Friday, November 9, 2012

HAVER DE SER TUDO TERRA


"Hontem pos-se o sol, e a noute
cobriu de sombra esta terra.
Agora é já outro dia,
tudo torna, torna o sol;
só foi a minha vontade
para não tornar co tempo!

Todalas cousas, per tempo,
passam como dia e noute.
Uma só, minha vontade,
nam, que a dor comigo a aterra;
nela cuido enquanto ha sol,
nela em quanto nam ha dia.

Mal quero per um só dia
a todo o outro dia e tempo,
que a mim pôs-se-me o sol
onde eu só temia a noute;
tenho a mim sobre a terra,
debaxo minha vontade.

Dentro na minha vontade
nam ha momento do dia
que nem seja tudo terra:
ora ponho a culpa ao tempo,
ora a torno a pôr à noute.
No milhor pôs-se-me o sol!

Primeiro nam haverá sol
que eu descanse na vontade.
Pôs-se-me hua escura noute
sobre a lembrança de um dia,
inda mal, porque houve tempo
e porque tudo foi terra.

Haver de ser tudo terra
quanto ha debaxo do sol
me descança, porque o tempo
me vingará da vontade,
se nam que antes deste dia
ha de passar tanta noute!"
Bernardim Ribeiro, Obras Completas, vol. II- Éclogas, 3ª ed., Lisboa: Livraria Sá da Costa, 1982, pp. 182-183.
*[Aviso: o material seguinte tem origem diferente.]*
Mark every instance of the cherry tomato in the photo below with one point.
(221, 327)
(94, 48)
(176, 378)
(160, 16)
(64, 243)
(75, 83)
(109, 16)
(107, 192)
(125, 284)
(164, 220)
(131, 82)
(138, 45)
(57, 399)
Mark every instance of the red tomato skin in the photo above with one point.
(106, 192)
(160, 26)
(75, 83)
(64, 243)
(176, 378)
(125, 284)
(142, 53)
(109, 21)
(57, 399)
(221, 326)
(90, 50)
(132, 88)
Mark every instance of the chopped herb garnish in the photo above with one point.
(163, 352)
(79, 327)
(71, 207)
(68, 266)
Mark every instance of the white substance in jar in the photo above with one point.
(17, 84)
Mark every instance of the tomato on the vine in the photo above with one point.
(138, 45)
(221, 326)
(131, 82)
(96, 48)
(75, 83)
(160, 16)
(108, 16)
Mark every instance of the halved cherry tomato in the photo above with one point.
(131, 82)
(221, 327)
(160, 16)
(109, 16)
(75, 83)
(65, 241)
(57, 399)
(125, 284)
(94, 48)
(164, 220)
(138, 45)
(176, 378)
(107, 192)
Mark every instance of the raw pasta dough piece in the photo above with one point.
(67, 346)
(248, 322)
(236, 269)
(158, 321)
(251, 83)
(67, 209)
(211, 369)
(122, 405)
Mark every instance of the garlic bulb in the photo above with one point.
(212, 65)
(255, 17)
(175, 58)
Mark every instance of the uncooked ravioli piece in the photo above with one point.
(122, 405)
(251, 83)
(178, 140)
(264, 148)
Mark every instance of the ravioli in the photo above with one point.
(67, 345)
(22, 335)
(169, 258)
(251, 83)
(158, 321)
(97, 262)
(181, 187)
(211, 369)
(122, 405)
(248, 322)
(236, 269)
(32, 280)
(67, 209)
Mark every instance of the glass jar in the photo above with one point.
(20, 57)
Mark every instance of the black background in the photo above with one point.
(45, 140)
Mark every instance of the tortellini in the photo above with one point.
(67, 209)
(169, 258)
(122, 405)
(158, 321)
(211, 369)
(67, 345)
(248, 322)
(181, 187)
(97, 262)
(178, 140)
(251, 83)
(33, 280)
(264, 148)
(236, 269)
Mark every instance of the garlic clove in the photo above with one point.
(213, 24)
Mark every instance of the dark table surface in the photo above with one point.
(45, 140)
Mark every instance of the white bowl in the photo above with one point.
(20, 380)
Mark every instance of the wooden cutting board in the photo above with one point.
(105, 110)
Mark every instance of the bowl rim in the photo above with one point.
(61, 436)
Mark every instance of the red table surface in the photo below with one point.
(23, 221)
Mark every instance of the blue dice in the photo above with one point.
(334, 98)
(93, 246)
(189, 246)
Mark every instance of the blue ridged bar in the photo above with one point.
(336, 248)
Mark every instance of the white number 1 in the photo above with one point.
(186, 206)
Thursday, November 8, 2012

UMA SOMBRA


"Num dia prazenteiro, nos confins da eternidade, enquanto as Sombras de todos os grandes escritores se repousavam nos Campos Eliseos em leitos de asfódelos e moli, felizes por nada mais ouvirem da boca uns dos outros do que abundantes citações das suas próprias obras (pois Júpiter tinha-lhes generosamente enfeitiçado os ouvidos), acercou-se-lhes, com ar triunfante, uma Sombra de todos desconhecida. Ela (pois a recém-chegada evidenciava tais sinais de sexo como o cabelo curto e um andar masculino) sentou-se no meio deles e, com um sorriso de superioridade, disse-lhes:
- Após séculos de opressão resgatei os meus direitos das garras dos deuses ciumentos. Na Terra fui a Poeta da Reforma e cantei para ouvidos desatentos. Agora aguardam-me a honra e a glória eternas.
Mas assim não aconteceu e depressa se tornou na mais infeliz das imortais, desejando em vão vaguear de novo na escuridão dos lagos infernais. Júpiter não lhe tinha enfeitiçado os ouvidos e o que ouvia dos lábios das Sombras bem-aventuradas era a citação incessante das obras delas. Como se isso não bastasse, foi-lhe negada a ventura de repetir os seus próprios poemas. Não se lembrava de um único verso, pois Júpiter tinha decretado que a memória deles habitasse nos penosos domínios de Plutão, enquanto parte do sistema."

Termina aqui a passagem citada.